When faced with bringing virtualization into their Payment Card Industry (PCI) systems, many companies have learned they need help to ensure that they remain PCI-compliant once virtualization is part of the mix. Catbird Networks has stepped into the breach with its PCI Solution Guide, an addendum to a similar guide from VMware.
"This is the first time that there's been auditor-approved, actionable guidance for what you need to do to remain compliant," says Tamar Newberger, VP of Catbird, a virtualization security management vendor. "This is a very hot issue. People needed direction on how to implement a PCI-compliant, virtualized data center.
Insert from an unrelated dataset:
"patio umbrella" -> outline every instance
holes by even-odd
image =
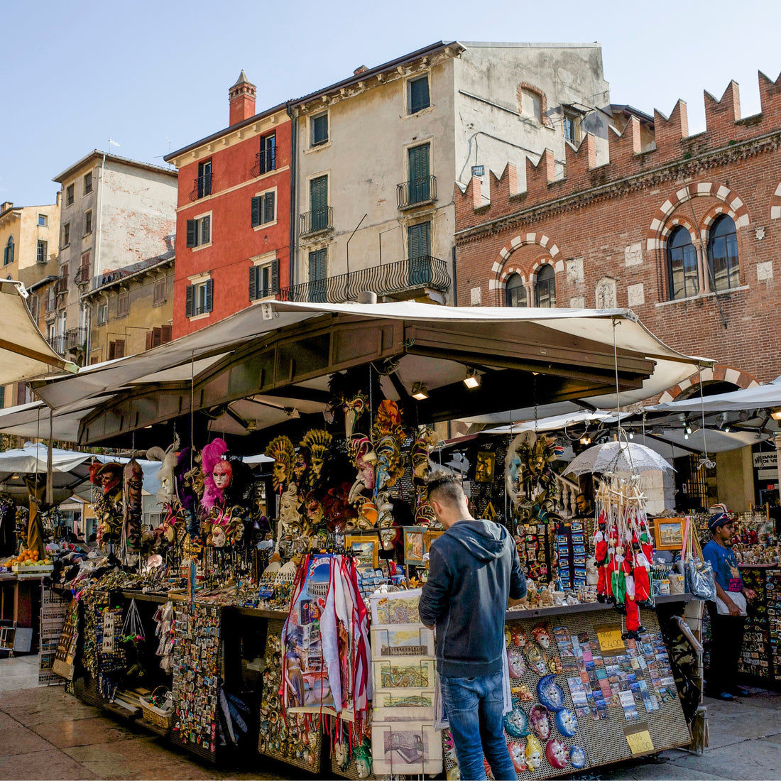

With this you will pass your PCI compliance audit."
With the rise of virtualization, companies using PCI learned that adding virtualization was possible, but new procedures would be needed to maintain compliance.
"This has been a major [problem] for people who wanted to use virtualization or a private cloud for PCI," in terms of putting it all together and meeting the requirements, Newberger explains. "When you're virtualizing, you have mixed workloads, maybe with some trusted data and some non-trusted data at the same time. You don't have individual data silos anymore." Instead, you have shared workloads, which are in conflict with PCI compliance efforts.
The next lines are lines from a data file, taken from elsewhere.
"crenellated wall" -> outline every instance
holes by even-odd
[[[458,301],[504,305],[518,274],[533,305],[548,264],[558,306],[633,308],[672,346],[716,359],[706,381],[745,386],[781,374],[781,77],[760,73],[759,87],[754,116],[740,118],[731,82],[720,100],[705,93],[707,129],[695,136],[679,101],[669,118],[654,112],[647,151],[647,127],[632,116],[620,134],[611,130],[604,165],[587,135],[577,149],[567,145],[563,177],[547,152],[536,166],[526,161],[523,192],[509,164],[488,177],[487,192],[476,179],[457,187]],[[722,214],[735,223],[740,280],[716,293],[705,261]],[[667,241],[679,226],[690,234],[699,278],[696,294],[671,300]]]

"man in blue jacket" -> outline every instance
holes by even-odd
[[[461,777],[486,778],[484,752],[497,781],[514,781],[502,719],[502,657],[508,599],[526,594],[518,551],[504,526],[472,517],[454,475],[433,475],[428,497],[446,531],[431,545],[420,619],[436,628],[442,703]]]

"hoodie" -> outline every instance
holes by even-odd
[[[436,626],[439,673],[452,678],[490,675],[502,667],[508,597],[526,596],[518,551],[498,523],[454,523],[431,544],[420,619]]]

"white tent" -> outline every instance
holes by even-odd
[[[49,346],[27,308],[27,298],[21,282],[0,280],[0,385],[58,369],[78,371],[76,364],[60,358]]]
"That makes things more complicated for a PCI auditor, but it's completely doable if you know how to do it," says Newberger. "That's where this guide can help."
The line-by-line guide, which has been validated by a PCI Qualified Security Assessor (QSA), has been in the works for more than six months.
"Customers are becoming ready to virtualize sensitive systems, such as PCI payment processing," Parag Patel, VP of Global Strategic Alliances at VMware, said in a statement. ""VMware is committed to helping regulated organizations move to a private cloud model by providing in-depth and validated guidance to the compliance community. Partners such as Catbird are important for this effort, integrating additional controls for segmentation, auditing, and automated evidence of control, in order to offer a complete solution to customers who are subject to PCI compliance."